Un #RDVAncestral au cœur d’un inventaire après décès à Vignoc (35)

Au cours d’une récente visite aux archives départementales, j’ai découvert un acte notarié fort intéressant : l’inventaire après décès de mon aïeule, Marguerite Richard, décédée en 1859 à Vignoc (35). J’ai décidé de mettre en avant les informations récoltées par le biais de ce document dans un article de #RDVAncestral. Ce challenge à la frontière entre écriture, généalogie a pour principe une rencontre fictionnelle avec un de ses ascendants.


J’arrive sur un chemin de terre, je suis un petit peu vaseux, il fait plutôt chaud pour un matin et je suis beaucoup trop couvert. Je lève la tête et je découvre que je suis en fait en pleine campagne bretonne. Je sais que je suis chez moi car les arbres sont des étêtés : je vois des ragosses, ces arbres-têtards du pays rennais un peu partout autour de moi. C’est bon signe, je ne me suis pas perdu trop loin, je ne suis pas en pays étranger.

Les tossards, gravure de Jean Frélaut, 1922, © Musée départemental breton de Quimper

Un gendarme à cheval d’une quarantaine d’année tout droit sorti de l’époque du Second Empire me demande si tout se passe bien :

-« Hé, petiot, besoin d’un coup de main ? » me lança-t-il d’un ton inquiet.

J’étais en effet complètement ailleurs, dans mes pensées, allongé dans le fossé humide, je ne devais pas donner l’air d’être très en forme, emmailloté dans ma laine crasseuse en pleine chaleur estivale. Je lui réponds que tout va bien physiquement mais que je suis un peu perdu. Il évoque la forte chaleur qui a sûrement causé un petit évanouissement de si bon matin et c’est ainsi qu’il me propose de monter dans la charrette qui le suit pour m’emmener jusqu’à la ferme la plus proche.

Derrière le gendarme se trouvait en effet une charrette avec deux hommes dont l’un âgé d’une quarantaine d’année lui aussi me semblait avoir l’air assez aisé. Ils se présentent tous deux rapidement, attendant que je leur réponde mon nom.

-« Me Grignon, notaire public de la commune d’Hédé » me dit l’homme aux vêtements élégants

-« Moi, c’est Isidore Bégueret, épicier à Hédé et toi, jeunot, tu viens d’où ?»

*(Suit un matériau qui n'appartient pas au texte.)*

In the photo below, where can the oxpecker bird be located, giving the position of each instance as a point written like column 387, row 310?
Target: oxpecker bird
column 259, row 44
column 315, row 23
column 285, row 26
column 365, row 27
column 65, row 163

Je décline mon identité en leur indiquant que je suis un peu perturbé par la chaleur torrentielle de cet été chaud, et une fois à bord de la charrette, je demande d’abord où l’on est exactement. Le débitant de boissons m’indique alors qu’on se trouve sur le territoire de la commune de Vignoc, à quelques pas de la grande route allant de Saint-Malo à Rennes et du château de la Villouyère. Il m’informe aussi qu’il compte me déposer chez les Geffroy au lieu de Vauléon, tout près d’ici car il y a rendez-vous pour sept heures du matin pour faire un inventaire des biens de la communauté.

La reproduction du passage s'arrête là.